Even before COVID-19, companies were facing an increasingly challenging immigration environment as the Trump administration has tightened eligibility for common visa categories for high-skilled workers over the past three years.

Denial rates for immigration petitions have now reached record levels. The pandemic has led to entry restrictions on travelers from more than 30 countries, and a worldwide ban on immigrant visa applicants from entering the U.S. On June 22, the White House issued a proclamation expanding the entry ban to nonimmigrants, including certain categories of temporary work visas.

This environment significantly increases uncertainty and raises the risk for employees whose immigration petitions in the U.S. are denied, as they are more likely to face prolonged entry restrictions.

It is more important than ever for employers whose immigration petitions are denied to explore all legal options for preventing the departure of foreign national employees. This article looks at those options and why employers may change their traditional strategies for responding to denials.

Options for Employers When a Petition is Denied

Typically, when an employer receives a denial on an employee’s petition, such as an H-1B extension or L-1 extension, the most expedient and reliable strategy is for the employer to refile from within the U.S., if the employee’s previous status is still valid, or to have the employee depart the U.S. while the employer refiles the petition.

At this time, with numerous travel bans in place, an entry ban on immigrant visa applicants and new restrictions that include the suspension on entry of H-1B and L-1 visa seekers abroad as of June 24, employers should think twice before advising, as a strategy, that an employee leave the U.S. while their petition is refiled.

Since so many restrictions may affect reentry, and since the possibility of additional restrictions exists, employers need to reexamine their traditional approach to a U.S. Citizenship and Immigration Services denial. Employers that want to challenge a denial are left with the following three options.

  • Motion to Reopen. An employer may file a motion to reopen with the USCIS office that issued the denial decision when the employer believes USCIS incorrectly applied the law/facts or policy to the petition.
  • Motion to Reconsider. An employer may file this motion with the USCIS office that issued the denial decision when new facts or evidence is available to support the petition and overturn the denial.
  • Appeal. An appeal is filed when the employer wants to directly challenge the USCIS decision and seeks review by the Administrative Appeals Office, or AAO, using either or both of the reasons above.

Employers should carefully consider their choice, since they cannot pursue all options concurrently.

Most motions or appeals must be filed within 30 days of the denial notice by submitting Form I-290B, Notice of Appeal or Motion. A motion to reopen/reconsider is only sent to the USCIS office that issued the denial to see if it will overturn its original denial.

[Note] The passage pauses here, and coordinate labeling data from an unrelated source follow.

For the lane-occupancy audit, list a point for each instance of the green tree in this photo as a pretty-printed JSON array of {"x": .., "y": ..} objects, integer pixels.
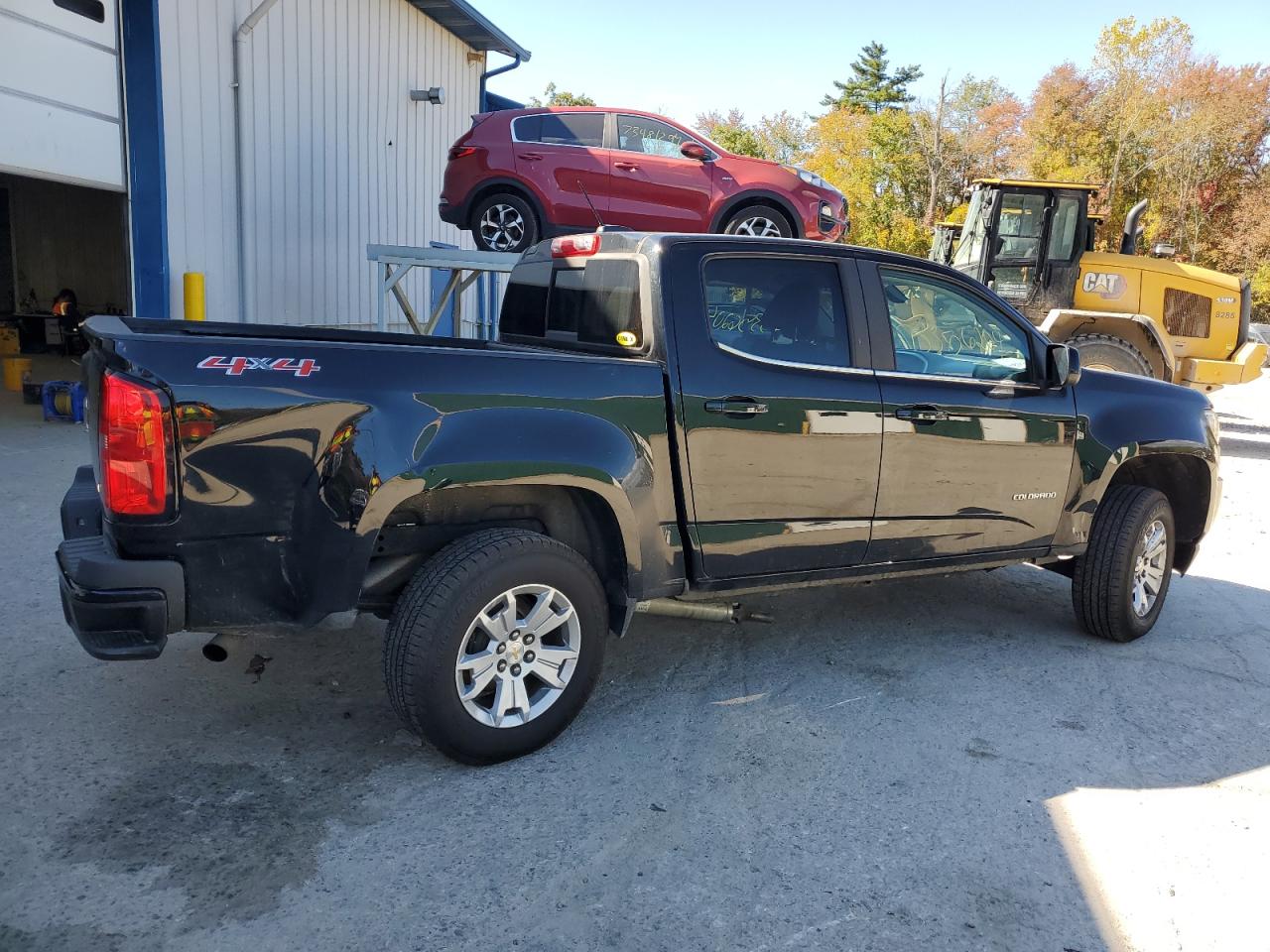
[
  {"x": 731, "y": 132},
  {"x": 554, "y": 96},
  {"x": 871, "y": 87}
]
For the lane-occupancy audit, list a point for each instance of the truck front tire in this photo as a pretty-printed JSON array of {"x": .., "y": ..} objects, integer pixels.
[
  {"x": 1120, "y": 583},
  {"x": 495, "y": 645}
]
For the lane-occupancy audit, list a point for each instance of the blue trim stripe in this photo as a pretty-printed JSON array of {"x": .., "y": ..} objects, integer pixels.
[{"x": 148, "y": 188}]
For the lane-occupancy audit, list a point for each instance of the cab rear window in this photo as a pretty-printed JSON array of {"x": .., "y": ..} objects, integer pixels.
[{"x": 594, "y": 307}]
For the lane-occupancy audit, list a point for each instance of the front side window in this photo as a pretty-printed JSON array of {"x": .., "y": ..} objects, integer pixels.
[
  {"x": 562, "y": 128},
  {"x": 1020, "y": 225},
  {"x": 783, "y": 308},
  {"x": 943, "y": 330},
  {"x": 1062, "y": 229},
  {"x": 648, "y": 136}
]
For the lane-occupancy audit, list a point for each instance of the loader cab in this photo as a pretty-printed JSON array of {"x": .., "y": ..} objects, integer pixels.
[
  {"x": 1091, "y": 230},
  {"x": 1025, "y": 240}
]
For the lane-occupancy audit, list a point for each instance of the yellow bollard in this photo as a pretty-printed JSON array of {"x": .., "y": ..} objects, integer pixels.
[{"x": 195, "y": 298}]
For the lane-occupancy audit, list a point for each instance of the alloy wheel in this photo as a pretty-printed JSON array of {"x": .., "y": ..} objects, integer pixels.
[
  {"x": 758, "y": 226},
  {"x": 517, "y": 656},
  {"x": 502, "y": 227},
  {"x": 1148, "y": 569}
]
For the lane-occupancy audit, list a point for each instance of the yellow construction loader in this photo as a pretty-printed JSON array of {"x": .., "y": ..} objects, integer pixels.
[{"x": 1032, "y": 243}]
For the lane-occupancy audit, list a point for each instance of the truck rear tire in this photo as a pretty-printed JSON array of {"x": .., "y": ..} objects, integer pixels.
[
  {"x": 1101, "y": 352},
  {"x": 1120, "y": 583},
  {"x": 495, "y": 644}
]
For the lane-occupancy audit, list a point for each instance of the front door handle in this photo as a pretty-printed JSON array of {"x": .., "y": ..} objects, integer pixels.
[
  {"x": 735, "y": 407},
  {"x": 921, "y": 414}
]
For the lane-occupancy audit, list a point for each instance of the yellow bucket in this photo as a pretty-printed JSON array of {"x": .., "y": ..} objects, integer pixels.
[{"x": 14, "y": 367}]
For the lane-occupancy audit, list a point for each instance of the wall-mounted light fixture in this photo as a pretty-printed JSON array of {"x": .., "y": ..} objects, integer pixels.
[{"x": 434, "y": 94}]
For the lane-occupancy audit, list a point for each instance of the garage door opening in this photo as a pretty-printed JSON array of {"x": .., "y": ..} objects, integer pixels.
[{"x": 64, "y": 254}]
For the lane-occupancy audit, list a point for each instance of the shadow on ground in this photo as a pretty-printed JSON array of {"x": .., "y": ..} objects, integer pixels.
[{"x": 871, "y": 769}]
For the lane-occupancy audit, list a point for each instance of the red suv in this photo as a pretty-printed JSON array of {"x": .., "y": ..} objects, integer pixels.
[{"x": 521, "y": 176}]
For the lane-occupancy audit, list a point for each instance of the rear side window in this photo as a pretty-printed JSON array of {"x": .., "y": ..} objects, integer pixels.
[
  {"x": 594, "y": 307},
  {"x": 562, "y": 128},
  {"x": 780, "y": 308}
]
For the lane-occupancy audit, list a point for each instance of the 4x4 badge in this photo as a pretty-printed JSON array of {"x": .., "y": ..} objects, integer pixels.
[{"x": 238, "y": 366}]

If the employer selects the option to appeal the decision to the AAO, they get two attempts at getting the denial overturned. If the appeal option is chosen, the case is first sent back to the USCIS office that issued the denial to see whether it will change its decision.

If the original office confirms its denial, USCIS then forwards the appeal on to the AAO. The AAO will either confirm the denial, overturn the denial or remand the case back to USCIS with specific guidance.

It is important for employers to understand that filing a motion or appeal does not maintain an employee’s underlying status or enable the employee to continue working while the case is under review.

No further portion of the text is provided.